Today, Elon tweeted about it, and I’ve been having discussions with people about what it means for most of the afternoon.
Very few people seem to get it.
So before I go spend the rest of my night DoorDashing (if you want to know where I fall in the hierarchy of great economic minds) I want to do my best to explain the issue here.
I am a not-unqualified admirer of Elon Musk as a singular innovator in the history of technology. I wouldn’t say I love this idea of UHI. But I do think it’s coming, and it’s preferable to the alternative — national insolvency under trillions in debt as low birthrates diminish the tax and labor base of every country, including the United States.
And so, I’m trying to grapple with what UHI will look like, and what the human cost of lost purpose and the flattening of competitive drives and the downstream psychological effects of moving from a scarcity framework to an abundance framework will be.
It is CRITICAL to understand that none of this happens without AI moving to space and deriving most energy for compute from solar in the near future. Elon says 30-36 months. 1 Million Tons of payload to orbit per year. That’s at least 10,000 launches annually. This is going to be the biggest industrial effort ever attempted.
The idea behind UHI might include distributed money initially, but as the paradigm takes root, it’s going to be more like “UFGS” -- Universal Free Goods and Services.
The idea, as I understand it, is this: After a large initial investment, AI & Robotics companies (and I suspect xAI/Tesla/SpaceX will pull far ahead on this because they’re tackling the limiting factors directly and have direct access to space) will use armies of synthetic laborers to provide services and manufacture material things.
Elon says there will be 10 BILLION robots in action by 2040. At minimum. And they will be Von Neumann machines -- self-replicating.
Because much of the compute will happen in space, powered by the insane amount of energy emitted for free by the Sun, the cost of accomplishing these tasks will diminish, while productivity will increase at a race that outpaces even a recklessly growing monetary supply. This creates a deflationary effect on currency and likely an end to existing monetary units as other units of value become more cogent for exchange.
As the delta between available goods/services and money widens, and more and more resources are taken from space, rather than from terrestrial sources, the cost of everything will be pushed so low that the scarcity problem will be effectively solved, and people will have everything they need and most of what they want even though their jobs are gone. They simply will no longer be needed to provide labor that can be done more cost-effectively by machines powered by free energy, utilizing free inputs (outside of CapEx, which will be inexpensive for the same reasons).

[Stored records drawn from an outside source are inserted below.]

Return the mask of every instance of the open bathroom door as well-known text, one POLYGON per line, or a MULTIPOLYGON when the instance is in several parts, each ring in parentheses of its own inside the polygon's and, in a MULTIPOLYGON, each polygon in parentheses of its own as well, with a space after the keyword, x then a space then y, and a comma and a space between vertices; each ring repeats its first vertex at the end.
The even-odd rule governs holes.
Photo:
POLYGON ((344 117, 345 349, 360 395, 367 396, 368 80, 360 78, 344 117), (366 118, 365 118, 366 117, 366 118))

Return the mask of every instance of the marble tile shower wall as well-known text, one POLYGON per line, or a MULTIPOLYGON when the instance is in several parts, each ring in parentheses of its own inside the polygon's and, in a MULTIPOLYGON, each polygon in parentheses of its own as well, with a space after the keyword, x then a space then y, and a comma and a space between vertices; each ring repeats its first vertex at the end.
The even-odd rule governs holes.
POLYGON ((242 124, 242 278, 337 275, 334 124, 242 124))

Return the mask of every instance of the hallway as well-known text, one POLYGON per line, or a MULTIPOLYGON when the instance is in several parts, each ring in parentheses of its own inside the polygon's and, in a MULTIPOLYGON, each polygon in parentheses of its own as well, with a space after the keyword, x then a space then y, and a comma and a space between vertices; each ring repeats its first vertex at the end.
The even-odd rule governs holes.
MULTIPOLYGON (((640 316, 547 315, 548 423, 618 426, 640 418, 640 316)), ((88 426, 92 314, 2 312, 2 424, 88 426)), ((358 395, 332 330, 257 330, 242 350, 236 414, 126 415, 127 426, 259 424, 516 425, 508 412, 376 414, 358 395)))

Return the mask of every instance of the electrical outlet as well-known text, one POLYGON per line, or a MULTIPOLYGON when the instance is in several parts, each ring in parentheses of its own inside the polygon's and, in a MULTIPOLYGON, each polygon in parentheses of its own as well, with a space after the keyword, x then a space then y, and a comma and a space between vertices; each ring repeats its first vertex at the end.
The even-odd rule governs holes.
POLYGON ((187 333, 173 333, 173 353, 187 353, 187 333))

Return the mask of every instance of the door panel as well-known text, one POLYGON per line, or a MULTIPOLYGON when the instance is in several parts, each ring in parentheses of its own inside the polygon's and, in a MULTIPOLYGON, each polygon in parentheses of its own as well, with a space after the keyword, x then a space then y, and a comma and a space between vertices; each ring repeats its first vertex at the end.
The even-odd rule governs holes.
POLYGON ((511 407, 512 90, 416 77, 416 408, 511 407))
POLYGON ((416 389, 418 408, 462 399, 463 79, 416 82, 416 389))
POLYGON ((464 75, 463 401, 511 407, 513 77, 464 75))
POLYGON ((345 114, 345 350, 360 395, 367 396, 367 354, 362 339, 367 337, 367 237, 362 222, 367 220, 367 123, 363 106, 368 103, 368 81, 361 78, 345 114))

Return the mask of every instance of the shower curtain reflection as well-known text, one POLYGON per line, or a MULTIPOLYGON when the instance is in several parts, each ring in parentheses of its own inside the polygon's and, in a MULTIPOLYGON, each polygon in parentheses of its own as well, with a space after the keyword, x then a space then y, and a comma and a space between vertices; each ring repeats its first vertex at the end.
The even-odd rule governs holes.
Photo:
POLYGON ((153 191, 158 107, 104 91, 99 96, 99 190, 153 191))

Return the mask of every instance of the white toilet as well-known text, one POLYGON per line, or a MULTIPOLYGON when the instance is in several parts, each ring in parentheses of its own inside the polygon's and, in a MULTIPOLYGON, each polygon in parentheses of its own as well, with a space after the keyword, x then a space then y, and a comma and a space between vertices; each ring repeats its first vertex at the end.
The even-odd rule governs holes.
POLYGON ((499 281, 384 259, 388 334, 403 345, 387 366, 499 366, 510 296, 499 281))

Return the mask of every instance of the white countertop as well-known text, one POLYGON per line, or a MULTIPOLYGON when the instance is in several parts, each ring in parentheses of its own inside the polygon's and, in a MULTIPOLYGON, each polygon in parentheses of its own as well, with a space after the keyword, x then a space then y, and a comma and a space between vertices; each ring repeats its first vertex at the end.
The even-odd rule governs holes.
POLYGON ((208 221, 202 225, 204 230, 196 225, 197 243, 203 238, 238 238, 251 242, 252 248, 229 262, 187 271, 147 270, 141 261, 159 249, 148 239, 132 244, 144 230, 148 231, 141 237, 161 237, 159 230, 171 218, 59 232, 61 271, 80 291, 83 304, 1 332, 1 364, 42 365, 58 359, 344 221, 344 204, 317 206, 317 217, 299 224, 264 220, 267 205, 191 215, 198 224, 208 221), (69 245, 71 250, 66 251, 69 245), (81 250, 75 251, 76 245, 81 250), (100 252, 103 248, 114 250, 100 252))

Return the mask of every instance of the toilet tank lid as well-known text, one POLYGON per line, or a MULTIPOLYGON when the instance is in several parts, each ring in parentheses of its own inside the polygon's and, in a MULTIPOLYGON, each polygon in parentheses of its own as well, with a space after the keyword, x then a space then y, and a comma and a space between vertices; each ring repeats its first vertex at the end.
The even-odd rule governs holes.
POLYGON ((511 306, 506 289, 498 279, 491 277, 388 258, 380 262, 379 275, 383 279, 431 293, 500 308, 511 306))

The governments of the world, if they still continue to exist in any meaningful way, will benefit from the same abundance. Whatever the new medium of exchange becomes, it might be distributed by governments to the people as a kind of payoff for handing over the economy to the machines. There are different models being proposed, from tax-based wealth distribution from the AI companies, to licensing of some kind, to shared ownership of the AI laborforce, etc. The exact structures have to be devised and worked out.

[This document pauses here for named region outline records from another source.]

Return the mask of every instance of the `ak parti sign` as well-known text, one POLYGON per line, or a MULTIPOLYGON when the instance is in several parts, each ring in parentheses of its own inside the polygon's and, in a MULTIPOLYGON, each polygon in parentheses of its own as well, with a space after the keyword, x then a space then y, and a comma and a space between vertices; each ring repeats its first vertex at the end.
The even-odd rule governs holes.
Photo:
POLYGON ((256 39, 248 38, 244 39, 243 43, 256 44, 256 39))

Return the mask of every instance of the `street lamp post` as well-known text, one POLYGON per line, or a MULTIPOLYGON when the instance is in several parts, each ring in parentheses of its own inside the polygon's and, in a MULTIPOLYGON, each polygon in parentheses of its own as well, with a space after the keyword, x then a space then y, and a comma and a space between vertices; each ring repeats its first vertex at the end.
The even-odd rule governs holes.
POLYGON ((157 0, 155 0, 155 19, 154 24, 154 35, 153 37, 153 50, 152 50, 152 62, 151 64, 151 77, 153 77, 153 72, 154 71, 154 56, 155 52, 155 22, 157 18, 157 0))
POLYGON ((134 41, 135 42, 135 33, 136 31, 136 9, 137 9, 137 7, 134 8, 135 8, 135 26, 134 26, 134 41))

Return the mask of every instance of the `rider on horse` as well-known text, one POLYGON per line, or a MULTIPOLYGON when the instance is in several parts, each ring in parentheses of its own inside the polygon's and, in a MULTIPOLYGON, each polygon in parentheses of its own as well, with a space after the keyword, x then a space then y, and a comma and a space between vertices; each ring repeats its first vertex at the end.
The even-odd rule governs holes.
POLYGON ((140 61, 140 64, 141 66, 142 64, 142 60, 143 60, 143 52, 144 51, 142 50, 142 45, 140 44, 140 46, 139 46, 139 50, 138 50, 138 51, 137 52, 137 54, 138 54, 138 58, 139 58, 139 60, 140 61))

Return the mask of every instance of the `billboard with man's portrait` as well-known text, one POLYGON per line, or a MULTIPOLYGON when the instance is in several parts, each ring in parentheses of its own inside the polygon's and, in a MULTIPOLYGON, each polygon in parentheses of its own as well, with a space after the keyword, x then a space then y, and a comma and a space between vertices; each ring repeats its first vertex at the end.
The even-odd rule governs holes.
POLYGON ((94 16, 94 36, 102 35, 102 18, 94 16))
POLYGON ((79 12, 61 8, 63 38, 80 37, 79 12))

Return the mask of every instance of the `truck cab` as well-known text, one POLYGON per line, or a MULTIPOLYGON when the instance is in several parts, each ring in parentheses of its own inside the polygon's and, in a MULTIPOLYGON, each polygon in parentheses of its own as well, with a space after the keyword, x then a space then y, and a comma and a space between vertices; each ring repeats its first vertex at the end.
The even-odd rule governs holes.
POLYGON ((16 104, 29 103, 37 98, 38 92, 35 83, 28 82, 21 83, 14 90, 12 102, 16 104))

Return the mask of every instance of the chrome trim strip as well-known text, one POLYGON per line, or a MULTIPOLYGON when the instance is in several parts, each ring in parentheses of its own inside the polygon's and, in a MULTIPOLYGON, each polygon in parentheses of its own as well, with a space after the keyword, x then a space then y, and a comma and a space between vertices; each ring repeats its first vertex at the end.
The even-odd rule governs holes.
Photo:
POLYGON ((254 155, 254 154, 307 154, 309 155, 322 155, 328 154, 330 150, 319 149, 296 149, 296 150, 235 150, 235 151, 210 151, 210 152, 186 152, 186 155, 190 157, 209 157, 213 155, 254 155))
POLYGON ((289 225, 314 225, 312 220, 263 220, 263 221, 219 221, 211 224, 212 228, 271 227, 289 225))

To my mind, the only real practical question is: can billions of AI-powered robots, harvesting from the superabundance of a nearly infinite universe of raw inputs that’s just there for the taking, produce more goods and services than we can ever use?
All the smartest people seem to think that they can.
There are lots of human questions that arise from a complete paradigm change of this nature. There are questions around robot sapience and ongoing alignment. There is a potentially massive loss of purpose and meaning and unrest and even suicidality that may come from that. There a million ways it could go wrong.
But to get to those in a way that we can meaningfully begin addressing them, we have to agree to the basic rough sketch of what the damn system would look like, and since human beings have never had access to a post-scarcity world, we’re having a really hard time imagining it.
It’s worth hashing it out. Because it seems very probable that it’s coming whether we like it or not.